1. When the I Q's of the boys and girls were treated separately there
was found a small but fairly constant superiority of the girls up to the
age of 13 years. At 14, however, the curve for the girls dropped below
that for boys. This is shown in Figure 3.
The supplementary data, including the teachers' estimates of
intelligence on a scale of five, the teachers' judgments in regard to
the quality of the school work, and records showing the age-grade
distribution of the sexes, were all sifted for evidence as to the
genuineness of the apparent superiority of the girls age for age. The
results of all these lines of inquiry support the tests in suggesting
that the superiority of the girls is probably real even up to and
including age 14, the apparent superiority of the boys at this age being
fully accounted for by the more frequent elimination of 14-year-old
girls from the grades by promotion to the high school.
2. However, the superiority of girls over boys is so slight (amounting
at most ages to only 2 to 3 points in terms of I Q) that for practical
purposes it would seem negligible.

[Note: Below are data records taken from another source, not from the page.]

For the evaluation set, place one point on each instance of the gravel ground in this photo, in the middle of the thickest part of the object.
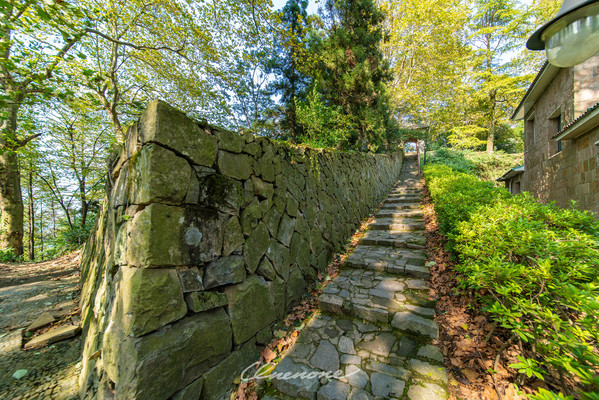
(27, 290)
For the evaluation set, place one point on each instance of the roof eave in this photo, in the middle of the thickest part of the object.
(537, 87)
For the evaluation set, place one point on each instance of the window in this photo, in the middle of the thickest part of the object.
(529, 130)
(556, 120)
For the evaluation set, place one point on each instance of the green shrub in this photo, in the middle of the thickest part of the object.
(487, 166)
(535, 268)
(457, 195)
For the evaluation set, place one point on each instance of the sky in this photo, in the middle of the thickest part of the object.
(312, 5)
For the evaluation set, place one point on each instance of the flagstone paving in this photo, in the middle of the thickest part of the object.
(376, 321)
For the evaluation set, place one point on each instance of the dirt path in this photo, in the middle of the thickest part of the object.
(26, 291)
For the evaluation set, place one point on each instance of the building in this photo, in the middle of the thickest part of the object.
(561, 136)
(513, 179)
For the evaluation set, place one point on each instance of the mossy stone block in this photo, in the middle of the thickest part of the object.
(249, 308)
(229, 141)
(255, 246)
(237, 166)
(204, 301)
(157, 175)
(170, 127)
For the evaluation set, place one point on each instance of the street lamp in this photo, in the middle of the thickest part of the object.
(572, 36)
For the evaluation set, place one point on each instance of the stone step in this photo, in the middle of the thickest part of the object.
(379, 297)
(404, 196)
(400, 207)
(373, 361)
(391, 213)
(394, 201)
(402, 240)
(397, 224)
(388, 259)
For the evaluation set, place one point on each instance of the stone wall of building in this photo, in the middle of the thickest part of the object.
(586, 85)
(207, 239)
(569, 174)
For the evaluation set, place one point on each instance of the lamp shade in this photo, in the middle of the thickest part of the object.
(572, 36)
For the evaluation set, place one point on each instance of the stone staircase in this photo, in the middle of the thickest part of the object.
(377, 322)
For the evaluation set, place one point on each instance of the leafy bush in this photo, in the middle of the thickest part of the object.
(535, 268)
(487, 166)
(457, 195)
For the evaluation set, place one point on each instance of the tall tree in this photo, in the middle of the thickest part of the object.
(497, 27)
(350, 70)
(429, 59)
(289, 62)
(35, 39)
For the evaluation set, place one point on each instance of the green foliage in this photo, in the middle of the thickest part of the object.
(351, 72)
(323, 125)
(487, 166)
(457, 196)
(71, 238)
(534, 267)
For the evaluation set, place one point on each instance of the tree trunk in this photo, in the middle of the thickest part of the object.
(41, 230)
(491, 136)
(11, 202)
(31, 215)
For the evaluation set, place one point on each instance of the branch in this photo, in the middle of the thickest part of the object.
(138, 47)
(52, 66)
(23, 142)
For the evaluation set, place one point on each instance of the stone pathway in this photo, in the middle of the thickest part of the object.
(376, 321)
(26, 291)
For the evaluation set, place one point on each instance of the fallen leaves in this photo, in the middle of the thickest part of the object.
(470, 356)
(285, 338)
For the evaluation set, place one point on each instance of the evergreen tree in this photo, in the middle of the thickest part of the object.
(351, 72)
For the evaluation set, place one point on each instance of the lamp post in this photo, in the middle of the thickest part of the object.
(572, 36)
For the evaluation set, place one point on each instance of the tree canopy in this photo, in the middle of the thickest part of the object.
(359, 75)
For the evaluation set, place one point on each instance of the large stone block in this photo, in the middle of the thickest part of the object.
(232, 236)
(238, 166)
(162, 235)
(157, 175)
(279, 256)
(158, 365)
(218, 381)
(151, 299)
(224, 271)
(229, 141)
(255, 246)
(203, 234)
(222, 193)
(164, 124)
(204, 301)
(249, 307)
(155, 237)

This offers no support to the opinion
expressed by Yerkes and Bridges that "at certain ages serious injustice
will be done individuals by evaluating their scores in the light of
norms which do not take account of sex differences."

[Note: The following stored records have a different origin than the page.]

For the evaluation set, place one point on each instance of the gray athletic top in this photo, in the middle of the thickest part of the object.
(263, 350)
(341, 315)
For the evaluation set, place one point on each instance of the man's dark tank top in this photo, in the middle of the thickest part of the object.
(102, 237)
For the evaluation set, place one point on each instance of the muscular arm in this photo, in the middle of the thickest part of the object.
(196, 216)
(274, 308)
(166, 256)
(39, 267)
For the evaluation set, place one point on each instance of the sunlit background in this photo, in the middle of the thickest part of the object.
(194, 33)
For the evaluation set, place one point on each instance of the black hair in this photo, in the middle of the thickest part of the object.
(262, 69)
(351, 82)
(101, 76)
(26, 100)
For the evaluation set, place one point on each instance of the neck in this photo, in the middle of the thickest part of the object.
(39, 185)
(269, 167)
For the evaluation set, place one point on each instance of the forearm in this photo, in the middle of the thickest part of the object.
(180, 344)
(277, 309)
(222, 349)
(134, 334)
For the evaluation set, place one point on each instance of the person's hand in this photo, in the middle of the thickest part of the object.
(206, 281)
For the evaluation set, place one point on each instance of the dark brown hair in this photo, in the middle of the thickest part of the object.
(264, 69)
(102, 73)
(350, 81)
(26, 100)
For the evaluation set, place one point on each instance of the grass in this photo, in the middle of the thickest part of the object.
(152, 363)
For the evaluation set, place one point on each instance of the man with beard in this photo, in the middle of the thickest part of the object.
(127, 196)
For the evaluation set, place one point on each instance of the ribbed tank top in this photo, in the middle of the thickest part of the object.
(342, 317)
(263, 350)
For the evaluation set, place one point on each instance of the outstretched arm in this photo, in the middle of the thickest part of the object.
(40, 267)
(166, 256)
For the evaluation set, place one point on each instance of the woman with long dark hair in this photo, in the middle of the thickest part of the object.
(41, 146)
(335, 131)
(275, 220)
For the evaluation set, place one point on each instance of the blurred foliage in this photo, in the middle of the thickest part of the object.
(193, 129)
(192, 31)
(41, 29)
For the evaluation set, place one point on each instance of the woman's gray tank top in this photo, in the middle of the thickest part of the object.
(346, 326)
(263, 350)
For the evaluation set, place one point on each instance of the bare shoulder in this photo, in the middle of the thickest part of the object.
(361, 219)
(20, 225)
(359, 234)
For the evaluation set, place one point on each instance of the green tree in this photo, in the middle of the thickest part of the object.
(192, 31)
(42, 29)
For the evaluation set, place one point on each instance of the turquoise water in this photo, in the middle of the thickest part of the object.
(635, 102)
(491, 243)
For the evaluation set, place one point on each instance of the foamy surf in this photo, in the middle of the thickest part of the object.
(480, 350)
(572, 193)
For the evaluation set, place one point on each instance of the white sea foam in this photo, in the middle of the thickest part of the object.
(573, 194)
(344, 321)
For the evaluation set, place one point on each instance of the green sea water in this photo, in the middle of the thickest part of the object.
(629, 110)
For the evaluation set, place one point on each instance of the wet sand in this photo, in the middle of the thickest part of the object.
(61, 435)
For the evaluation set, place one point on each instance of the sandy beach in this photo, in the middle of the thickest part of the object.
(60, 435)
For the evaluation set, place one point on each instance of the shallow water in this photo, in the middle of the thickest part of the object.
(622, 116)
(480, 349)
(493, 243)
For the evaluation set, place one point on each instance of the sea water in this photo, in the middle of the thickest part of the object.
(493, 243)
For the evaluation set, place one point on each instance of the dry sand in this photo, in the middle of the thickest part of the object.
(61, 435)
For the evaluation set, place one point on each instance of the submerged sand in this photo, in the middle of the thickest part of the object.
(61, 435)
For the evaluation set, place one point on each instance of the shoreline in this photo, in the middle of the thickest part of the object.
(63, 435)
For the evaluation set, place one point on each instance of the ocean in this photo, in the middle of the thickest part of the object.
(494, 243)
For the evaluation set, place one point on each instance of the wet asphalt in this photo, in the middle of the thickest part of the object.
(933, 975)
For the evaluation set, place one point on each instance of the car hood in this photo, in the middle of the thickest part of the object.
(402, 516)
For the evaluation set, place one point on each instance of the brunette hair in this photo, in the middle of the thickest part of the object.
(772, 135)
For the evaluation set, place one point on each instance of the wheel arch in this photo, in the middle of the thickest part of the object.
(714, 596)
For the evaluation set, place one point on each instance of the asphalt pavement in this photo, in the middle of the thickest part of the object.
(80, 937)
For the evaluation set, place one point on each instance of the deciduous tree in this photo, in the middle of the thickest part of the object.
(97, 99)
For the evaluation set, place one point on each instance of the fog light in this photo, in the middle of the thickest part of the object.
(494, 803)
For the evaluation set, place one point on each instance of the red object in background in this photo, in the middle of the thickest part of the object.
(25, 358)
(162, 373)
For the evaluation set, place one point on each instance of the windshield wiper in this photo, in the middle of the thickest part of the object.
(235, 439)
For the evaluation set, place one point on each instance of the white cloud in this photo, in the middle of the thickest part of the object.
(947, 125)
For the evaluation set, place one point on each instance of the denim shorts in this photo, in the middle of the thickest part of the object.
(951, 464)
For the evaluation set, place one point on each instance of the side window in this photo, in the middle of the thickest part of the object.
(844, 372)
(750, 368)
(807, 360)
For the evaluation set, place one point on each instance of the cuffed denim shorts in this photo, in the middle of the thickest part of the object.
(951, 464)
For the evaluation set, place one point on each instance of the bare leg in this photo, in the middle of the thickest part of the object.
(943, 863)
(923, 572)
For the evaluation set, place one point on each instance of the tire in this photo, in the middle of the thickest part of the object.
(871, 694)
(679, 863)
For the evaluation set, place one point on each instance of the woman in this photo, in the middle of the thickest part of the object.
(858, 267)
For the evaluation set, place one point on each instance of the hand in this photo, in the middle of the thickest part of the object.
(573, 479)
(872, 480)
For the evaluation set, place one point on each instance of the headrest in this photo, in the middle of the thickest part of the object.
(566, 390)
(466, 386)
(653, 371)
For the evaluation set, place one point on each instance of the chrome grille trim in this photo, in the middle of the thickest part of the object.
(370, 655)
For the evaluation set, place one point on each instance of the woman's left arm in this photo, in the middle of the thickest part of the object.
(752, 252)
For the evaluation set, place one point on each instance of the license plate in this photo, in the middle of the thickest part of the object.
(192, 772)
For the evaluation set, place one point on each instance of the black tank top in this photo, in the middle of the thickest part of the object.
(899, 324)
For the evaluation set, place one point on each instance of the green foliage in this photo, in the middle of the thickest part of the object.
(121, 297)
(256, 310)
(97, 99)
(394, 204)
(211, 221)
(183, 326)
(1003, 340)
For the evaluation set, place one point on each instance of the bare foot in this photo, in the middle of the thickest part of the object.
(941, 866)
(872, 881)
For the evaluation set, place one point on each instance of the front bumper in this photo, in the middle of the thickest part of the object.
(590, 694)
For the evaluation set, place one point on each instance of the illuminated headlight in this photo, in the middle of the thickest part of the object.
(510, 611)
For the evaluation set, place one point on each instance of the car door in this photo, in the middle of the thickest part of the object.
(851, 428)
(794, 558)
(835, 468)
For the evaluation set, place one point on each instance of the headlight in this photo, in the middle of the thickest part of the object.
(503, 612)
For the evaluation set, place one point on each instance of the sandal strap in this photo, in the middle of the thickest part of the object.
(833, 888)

3. Apart from the small superiority of girls, the distribution of
intelligence in the two sexes is not different. The supposed wider
variation of boys is not found. Girls do not group themselves about the
median more closely than do boys. The range of I Q including the middle
fifty per cent is approximately the same for the two sexes.
4. When the results for the individual tests were examined, it was found
that not many showed very extreme differences as to the per cent of boys
and girls passing. In a few cases, however, the difference was rather
marked.
The boys were decidedly better in arithmetical reasoning, giving
differences between a president and a king, solving the form board,
making change, reversing hands of clock, finding similarities, and
solving the "induction test." The girls were superior in drawing designs
from memory, aesthetic comparison, comparing objects from memory,
answering the "comprehension questions," repeating digits and sentences,
tying a bow-knot, and finding rhymes.
Accordingly, our data, which for the most part agree with the results of
others, justify the conclusion that the intelligence of girls, at least
up to 14 years, does not differ materially from that of boys either as
regards the average level or the range of distribution. It may still be
argued that the mental development of boys beyond the age of 14 years
lasts longer and extends farther than in the case of girls, but as a
matter of fact this opinion receives little support from such tests as
have been made on men and women college students.

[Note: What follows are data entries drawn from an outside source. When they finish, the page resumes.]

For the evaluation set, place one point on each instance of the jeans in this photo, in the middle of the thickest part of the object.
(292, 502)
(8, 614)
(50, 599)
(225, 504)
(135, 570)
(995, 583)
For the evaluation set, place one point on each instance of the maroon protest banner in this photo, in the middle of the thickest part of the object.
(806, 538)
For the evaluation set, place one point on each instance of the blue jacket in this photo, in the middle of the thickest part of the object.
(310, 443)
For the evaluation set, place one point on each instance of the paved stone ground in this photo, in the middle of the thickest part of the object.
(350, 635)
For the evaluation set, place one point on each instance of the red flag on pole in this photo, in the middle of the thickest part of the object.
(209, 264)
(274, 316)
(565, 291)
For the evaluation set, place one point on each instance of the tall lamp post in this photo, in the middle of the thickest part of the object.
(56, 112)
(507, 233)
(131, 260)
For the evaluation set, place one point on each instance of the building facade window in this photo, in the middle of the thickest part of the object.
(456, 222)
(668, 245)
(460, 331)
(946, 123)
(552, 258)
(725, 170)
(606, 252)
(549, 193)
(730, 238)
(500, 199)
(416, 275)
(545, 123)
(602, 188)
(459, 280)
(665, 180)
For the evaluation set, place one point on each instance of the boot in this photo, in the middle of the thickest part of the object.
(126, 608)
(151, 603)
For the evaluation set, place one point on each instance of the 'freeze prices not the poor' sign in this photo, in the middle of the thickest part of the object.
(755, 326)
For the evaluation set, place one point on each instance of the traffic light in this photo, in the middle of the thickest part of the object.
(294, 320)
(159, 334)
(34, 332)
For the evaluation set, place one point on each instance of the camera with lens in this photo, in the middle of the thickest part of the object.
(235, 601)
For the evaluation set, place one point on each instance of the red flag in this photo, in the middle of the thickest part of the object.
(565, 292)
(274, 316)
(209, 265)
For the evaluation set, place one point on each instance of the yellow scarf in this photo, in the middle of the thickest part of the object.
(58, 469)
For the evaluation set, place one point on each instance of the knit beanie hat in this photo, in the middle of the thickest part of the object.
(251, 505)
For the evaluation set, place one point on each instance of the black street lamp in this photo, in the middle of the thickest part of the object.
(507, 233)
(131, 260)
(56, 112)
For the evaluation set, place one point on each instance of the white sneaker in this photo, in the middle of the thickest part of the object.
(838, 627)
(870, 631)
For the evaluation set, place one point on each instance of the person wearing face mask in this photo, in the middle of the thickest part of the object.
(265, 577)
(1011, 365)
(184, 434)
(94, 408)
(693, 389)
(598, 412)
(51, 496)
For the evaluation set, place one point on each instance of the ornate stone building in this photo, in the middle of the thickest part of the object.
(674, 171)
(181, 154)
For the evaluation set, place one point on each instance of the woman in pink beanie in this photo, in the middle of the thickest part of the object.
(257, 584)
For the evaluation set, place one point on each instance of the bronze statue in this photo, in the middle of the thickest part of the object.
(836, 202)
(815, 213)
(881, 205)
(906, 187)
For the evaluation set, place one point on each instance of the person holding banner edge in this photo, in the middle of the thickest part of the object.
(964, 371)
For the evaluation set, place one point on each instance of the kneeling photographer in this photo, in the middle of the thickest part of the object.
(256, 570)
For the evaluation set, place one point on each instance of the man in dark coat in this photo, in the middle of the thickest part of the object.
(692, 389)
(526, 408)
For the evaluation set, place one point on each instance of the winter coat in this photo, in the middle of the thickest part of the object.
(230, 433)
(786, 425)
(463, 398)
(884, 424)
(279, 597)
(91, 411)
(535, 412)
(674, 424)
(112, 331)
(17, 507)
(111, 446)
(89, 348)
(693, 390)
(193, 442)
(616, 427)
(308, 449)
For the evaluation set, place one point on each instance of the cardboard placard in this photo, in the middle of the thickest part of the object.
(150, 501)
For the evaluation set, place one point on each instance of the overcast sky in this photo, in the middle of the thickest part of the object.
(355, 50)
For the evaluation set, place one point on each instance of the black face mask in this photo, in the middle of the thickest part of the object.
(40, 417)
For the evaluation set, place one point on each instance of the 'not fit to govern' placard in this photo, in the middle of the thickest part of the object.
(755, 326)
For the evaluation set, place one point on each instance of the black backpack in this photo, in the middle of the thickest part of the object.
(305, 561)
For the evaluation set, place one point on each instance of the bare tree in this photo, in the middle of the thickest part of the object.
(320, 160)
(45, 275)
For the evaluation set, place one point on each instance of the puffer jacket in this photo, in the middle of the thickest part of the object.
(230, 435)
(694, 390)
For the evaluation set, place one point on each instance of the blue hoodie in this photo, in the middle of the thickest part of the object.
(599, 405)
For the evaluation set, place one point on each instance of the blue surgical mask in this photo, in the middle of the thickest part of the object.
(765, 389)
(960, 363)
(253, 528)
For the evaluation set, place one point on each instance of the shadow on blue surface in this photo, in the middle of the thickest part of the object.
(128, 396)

The fact that so few women have attained eminence may be due to wholly
extraneous factors, the most important of which are the following: (1)
The occupations in which it is possible to achieve eminence are for the
most part only now beginning to open their doors to women. Women's
career has been largely that of home-making, an occupation in which
eminence, in the strict sense of the word, is impossible. (2) Even of
the small number of women who embark upon a professional career, a
majority marry and thereafter devote a fairly large proportion of their
energy to bearing and rearing children. (3) Both the training given to
girls and the general atmosphere in which they grow up are unfavorable
to the inculcation of the professional point of view, and as a result
women are not spurred on by deep-seated motives to constant and
strenuous intellectual endeavor as men are. (4) It is also possible that
the emotional traits of women are such as to favor the development of
the sentiments at the expense of innate intellectual endowment.